HSBC CEO moves to Hong Kong, focus shifts ‘home’
HSBC CEO moves to Hong Kong, focus shifts ‘home’
London / Hong Kong: HSBC Holdings is moving its chief executive to Hong Kong as Europe’s biggest bank increasingly focuses on Asia.
HSBC said on Friday it will stay based in London for tax purposes and had no plans to move, and Britain’s Financial Services Authority will remain its lead regulator.
But CEO Michael Geoghegan will move to Hong Kong from February, swinging HSBC’s power base back to its place of birth 144 years ago.
“It’s about building this business in Asia. We know the business is coming our way and we intend to be here to take it," Geoghegan told reporters on a conference call.
“West is coming east and we want to be at the gate into China and be in China itself, and the most logical place to work on that strategy is Hong Kong," he added.
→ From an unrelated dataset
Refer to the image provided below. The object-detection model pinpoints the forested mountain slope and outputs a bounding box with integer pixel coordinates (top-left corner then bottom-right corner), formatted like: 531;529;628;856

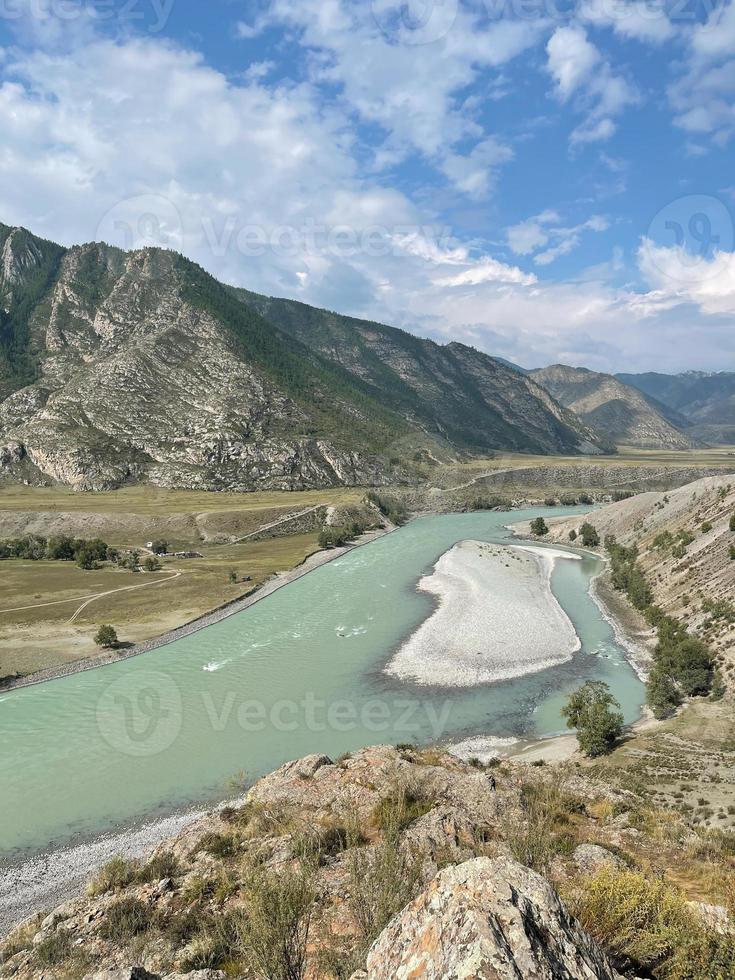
531;364;694;449
617;371;735;446
0;225;598;489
HSBC wants to be one of the first overseas companies to list its shares in Shanghai, and chairman Stephen Green said it remains in talks with the authorities there to do so. He declined to say when it is likely to happen.
The bank will look to raise between $3 billion and $7 billion as part of a Shanghai listing, probably next year, people familiar with the matter have told Reuters.
HSBC announced several other changes in its management structure.
Geoghegan will also become chairman of The Hongkong and Shanghai Banking Corp. from February, replacing Vincent Cheung.
Sandy Flockhart will become chairman of personal and commercial banking, and Stuart Gulliver, head of the investment banking business, will become chairman of Europe and the Middle East.
HSBC was formed as the Hongkong and Shanghai Banking Corporation in Hong Kong in 1865 and opened a branch in Shanghai in April the same year.
It moved to London in 1993 as a condition of the previous year’s takeover of Midland Bank, in a move seen as a major blow to Hong Kong.
But the bank is revered in Hong Kong — it is known as “big elephant" — and makes a quarter of its normalised profits and has 30 percent of its shareholders there.
By 0915 GMT HSBC’s London listed shares were up 0.9% at 710 pence, valuing the bank at just over $200 billion.